Wait for task on master in testGetMappingsCancellation #91709

pxsalehi · 2022-11-18T15:02:21Z

Enable more logging to verify whether assertAllCancellableTasksAreCancelled is able to always see the cancellable tasks. Also, ensure the task to be cancelled is already on the master to mitigate the cases where a quick cancellation cleans up tasks before the assertion is able to verify their existence.

Closes #91248

elasticsearchmachine · 2022-11-18T15:02:45Z

Pinging @elastic/es-distributed (Team:Distributed)

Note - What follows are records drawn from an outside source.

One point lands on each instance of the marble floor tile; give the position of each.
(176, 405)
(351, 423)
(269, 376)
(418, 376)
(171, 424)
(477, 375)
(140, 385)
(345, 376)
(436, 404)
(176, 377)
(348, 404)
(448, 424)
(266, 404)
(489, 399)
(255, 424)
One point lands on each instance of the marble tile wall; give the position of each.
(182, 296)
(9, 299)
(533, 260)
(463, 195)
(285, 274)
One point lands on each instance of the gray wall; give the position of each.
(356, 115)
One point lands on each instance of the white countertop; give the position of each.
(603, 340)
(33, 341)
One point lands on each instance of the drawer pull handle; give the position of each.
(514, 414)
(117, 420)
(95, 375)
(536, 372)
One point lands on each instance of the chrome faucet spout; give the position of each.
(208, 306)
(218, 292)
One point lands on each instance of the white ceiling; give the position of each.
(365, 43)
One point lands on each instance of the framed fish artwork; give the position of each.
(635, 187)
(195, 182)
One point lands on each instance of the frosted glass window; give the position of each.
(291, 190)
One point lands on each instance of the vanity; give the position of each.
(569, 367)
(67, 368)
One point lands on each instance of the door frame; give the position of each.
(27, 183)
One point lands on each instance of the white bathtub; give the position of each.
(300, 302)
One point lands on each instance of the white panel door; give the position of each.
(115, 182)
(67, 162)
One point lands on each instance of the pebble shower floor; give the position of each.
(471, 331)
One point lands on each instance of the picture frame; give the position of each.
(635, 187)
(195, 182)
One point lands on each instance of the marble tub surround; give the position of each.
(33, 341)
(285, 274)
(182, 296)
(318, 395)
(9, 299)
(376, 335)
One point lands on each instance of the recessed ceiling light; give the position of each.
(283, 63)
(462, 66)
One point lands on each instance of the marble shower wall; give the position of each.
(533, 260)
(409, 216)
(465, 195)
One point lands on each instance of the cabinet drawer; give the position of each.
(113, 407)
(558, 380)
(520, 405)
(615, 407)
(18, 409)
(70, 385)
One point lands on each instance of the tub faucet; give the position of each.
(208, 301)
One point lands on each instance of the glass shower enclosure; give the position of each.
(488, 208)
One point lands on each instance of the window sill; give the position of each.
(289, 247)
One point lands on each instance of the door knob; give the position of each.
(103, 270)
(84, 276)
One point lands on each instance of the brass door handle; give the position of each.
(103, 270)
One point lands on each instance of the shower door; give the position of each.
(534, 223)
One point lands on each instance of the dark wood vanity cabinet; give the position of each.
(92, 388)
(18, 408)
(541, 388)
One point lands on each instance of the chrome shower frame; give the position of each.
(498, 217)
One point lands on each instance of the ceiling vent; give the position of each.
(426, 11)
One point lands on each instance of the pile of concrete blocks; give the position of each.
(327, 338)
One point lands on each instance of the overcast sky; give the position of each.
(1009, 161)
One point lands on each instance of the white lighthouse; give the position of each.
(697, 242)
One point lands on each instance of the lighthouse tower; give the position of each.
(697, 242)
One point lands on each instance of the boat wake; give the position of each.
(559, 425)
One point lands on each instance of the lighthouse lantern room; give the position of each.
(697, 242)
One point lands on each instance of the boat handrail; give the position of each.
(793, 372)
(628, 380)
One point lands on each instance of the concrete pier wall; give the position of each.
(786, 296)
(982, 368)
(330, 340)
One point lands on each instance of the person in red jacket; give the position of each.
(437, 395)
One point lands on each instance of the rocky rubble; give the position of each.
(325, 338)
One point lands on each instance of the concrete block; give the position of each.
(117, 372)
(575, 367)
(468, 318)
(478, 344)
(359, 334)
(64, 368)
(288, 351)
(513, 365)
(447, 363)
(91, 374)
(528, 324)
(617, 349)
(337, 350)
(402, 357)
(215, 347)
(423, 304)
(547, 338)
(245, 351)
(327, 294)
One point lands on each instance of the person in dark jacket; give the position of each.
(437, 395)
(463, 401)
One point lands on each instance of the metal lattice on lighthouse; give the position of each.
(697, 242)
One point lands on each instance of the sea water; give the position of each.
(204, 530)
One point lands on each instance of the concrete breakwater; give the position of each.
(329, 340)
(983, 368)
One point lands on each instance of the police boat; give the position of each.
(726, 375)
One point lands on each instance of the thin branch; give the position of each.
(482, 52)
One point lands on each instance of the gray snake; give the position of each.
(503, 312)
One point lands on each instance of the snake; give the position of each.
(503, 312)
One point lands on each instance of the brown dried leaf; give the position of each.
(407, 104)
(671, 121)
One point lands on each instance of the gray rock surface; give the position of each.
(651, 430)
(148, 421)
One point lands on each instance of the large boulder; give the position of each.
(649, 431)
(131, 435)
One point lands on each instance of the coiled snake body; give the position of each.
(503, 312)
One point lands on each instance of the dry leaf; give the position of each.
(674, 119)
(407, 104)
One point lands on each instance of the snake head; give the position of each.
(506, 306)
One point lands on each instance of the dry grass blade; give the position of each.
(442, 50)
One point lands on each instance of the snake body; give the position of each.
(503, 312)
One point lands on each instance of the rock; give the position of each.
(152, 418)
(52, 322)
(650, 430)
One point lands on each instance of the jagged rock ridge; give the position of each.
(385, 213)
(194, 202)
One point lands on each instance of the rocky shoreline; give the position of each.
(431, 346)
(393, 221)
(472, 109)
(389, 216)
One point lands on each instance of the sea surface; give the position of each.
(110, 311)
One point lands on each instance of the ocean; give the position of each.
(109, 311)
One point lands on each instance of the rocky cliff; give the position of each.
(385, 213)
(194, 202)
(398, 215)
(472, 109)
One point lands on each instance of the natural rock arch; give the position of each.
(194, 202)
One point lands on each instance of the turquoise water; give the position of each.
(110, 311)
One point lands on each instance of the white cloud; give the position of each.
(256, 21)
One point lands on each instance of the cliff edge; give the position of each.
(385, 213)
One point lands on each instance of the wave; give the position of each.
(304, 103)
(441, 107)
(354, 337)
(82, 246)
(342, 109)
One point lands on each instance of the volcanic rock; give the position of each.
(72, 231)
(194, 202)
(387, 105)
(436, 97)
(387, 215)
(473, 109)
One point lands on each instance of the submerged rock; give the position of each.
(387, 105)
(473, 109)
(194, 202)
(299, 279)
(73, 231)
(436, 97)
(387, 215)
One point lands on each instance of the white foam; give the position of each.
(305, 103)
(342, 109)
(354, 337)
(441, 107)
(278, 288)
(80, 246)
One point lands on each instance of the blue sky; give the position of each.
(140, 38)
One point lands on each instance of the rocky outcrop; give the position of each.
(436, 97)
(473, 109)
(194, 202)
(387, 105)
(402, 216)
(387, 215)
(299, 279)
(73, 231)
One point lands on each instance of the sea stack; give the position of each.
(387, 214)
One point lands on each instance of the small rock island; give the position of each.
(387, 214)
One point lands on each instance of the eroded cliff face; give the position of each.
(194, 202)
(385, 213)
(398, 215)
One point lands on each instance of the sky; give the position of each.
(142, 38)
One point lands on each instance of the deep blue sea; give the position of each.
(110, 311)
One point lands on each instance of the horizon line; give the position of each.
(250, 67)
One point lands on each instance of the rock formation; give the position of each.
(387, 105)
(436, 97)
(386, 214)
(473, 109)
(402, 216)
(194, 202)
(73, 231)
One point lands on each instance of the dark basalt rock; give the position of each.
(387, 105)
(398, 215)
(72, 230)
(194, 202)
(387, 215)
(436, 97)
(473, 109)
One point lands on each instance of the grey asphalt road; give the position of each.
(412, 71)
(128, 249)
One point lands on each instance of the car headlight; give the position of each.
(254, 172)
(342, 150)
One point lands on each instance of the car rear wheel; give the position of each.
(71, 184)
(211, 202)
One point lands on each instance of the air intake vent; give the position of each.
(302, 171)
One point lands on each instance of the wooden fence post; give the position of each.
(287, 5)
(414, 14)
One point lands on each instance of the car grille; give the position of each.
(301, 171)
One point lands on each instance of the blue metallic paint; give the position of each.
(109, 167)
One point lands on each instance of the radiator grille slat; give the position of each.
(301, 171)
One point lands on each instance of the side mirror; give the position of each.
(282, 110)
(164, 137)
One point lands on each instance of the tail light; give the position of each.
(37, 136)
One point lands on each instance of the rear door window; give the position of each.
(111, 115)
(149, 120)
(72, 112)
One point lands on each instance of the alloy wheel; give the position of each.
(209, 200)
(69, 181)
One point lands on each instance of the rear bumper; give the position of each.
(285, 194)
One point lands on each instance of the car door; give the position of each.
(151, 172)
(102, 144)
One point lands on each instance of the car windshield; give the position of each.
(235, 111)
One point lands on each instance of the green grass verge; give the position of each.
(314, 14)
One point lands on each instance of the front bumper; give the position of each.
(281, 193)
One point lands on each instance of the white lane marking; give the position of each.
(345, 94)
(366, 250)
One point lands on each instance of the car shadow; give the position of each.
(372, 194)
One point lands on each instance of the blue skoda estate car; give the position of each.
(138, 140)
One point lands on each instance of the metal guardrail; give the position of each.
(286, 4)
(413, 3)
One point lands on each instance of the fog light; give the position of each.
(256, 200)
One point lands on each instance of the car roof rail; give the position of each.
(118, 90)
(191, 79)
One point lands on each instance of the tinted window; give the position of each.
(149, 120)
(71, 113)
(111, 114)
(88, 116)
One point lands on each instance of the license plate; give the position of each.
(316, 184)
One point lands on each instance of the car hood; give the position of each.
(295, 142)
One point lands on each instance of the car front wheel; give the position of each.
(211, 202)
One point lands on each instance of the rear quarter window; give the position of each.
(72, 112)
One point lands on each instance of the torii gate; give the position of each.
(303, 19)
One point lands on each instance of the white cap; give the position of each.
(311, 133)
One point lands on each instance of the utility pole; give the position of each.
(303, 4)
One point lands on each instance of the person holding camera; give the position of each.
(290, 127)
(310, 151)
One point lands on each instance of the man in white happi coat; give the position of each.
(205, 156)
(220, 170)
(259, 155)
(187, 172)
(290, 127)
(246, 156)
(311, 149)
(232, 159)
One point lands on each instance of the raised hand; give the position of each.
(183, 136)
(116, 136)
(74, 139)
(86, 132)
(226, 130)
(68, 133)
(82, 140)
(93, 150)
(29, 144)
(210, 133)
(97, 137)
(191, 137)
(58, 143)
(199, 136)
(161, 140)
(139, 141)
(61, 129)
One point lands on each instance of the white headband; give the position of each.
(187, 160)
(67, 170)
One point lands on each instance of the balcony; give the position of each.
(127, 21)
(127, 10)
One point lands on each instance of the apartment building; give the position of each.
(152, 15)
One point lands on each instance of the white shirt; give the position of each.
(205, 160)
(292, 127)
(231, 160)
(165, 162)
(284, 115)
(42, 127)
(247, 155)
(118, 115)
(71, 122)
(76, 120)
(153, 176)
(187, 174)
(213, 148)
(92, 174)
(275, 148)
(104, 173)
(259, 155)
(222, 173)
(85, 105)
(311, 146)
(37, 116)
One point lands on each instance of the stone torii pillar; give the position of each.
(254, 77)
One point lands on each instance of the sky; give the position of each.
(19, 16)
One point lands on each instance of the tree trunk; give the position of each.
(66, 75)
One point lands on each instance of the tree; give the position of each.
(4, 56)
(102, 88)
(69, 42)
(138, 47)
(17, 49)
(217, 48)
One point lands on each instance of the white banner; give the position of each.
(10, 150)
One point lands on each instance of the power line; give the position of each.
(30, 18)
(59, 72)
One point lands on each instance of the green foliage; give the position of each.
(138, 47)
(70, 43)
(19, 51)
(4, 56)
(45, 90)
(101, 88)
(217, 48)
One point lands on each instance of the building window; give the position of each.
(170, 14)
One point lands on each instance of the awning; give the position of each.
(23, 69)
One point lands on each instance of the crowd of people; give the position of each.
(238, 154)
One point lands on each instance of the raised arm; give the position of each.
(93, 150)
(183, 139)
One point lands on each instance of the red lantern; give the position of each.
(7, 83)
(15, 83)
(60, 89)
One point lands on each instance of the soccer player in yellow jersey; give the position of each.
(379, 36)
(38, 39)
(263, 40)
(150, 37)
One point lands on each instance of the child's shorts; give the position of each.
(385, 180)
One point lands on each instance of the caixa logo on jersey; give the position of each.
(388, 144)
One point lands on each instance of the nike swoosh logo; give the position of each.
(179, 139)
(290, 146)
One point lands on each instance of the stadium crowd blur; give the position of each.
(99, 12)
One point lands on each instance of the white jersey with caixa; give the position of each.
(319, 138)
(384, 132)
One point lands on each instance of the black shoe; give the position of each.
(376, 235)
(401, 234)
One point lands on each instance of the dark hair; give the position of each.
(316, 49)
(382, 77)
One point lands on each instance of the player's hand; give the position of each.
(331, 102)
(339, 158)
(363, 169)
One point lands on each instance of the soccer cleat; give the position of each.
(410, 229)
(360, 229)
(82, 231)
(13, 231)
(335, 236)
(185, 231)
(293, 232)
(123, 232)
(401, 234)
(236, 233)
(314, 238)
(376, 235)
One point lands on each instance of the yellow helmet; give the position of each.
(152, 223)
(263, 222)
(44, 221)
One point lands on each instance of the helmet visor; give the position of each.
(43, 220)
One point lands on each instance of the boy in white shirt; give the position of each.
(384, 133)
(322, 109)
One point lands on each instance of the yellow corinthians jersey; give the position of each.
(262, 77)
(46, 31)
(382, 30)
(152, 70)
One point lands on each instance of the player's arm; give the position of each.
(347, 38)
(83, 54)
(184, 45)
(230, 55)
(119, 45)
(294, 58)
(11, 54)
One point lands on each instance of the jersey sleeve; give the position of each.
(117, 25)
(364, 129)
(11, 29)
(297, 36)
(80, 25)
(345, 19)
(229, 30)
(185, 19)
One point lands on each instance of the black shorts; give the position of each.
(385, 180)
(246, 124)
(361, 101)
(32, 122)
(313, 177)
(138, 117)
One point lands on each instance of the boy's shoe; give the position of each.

fcofdez · 2022-11-21T16:11:45Z

...t-http/src/javaRestTest/java/org/elasticsearch/http/RestClusterInfoActionCancellationIT.java

-        cancellable.cancel();
+        // Call the cancellation in a separate thread which is likely to reduce the rare cases where the cancellation
+        // could finish and clean up the tasks, and result in finding no task for the action at all.
+        new Thread(cancellable::cancel).start();


I think this won't solve the issue here. What's happening here is that we're hitting the default master timeout (30s) and the task gets removed before we remove the cluster block. I think we should increase the master_timeout if we think this thread takes that long to make progress after we've cancelled the task. Happy to jump on a call to clarify this. 👍

We discussed this with @fcofdez. This issue seems to be related on the weak preconditions that the awaitTaskWithPrefix enforces. Specially, for MasterNodeActions, if the task to be cancelled hits a non-master node first, and it gets send to the master, a cancellation could unregister the task on the master and leading to the assertion not seeing any cancellable tasks. Making sure we wait for seeing the task on the master would mitigate these cases. Although it is still possible that the task gets unregistered before actually running on master, it is much less likely.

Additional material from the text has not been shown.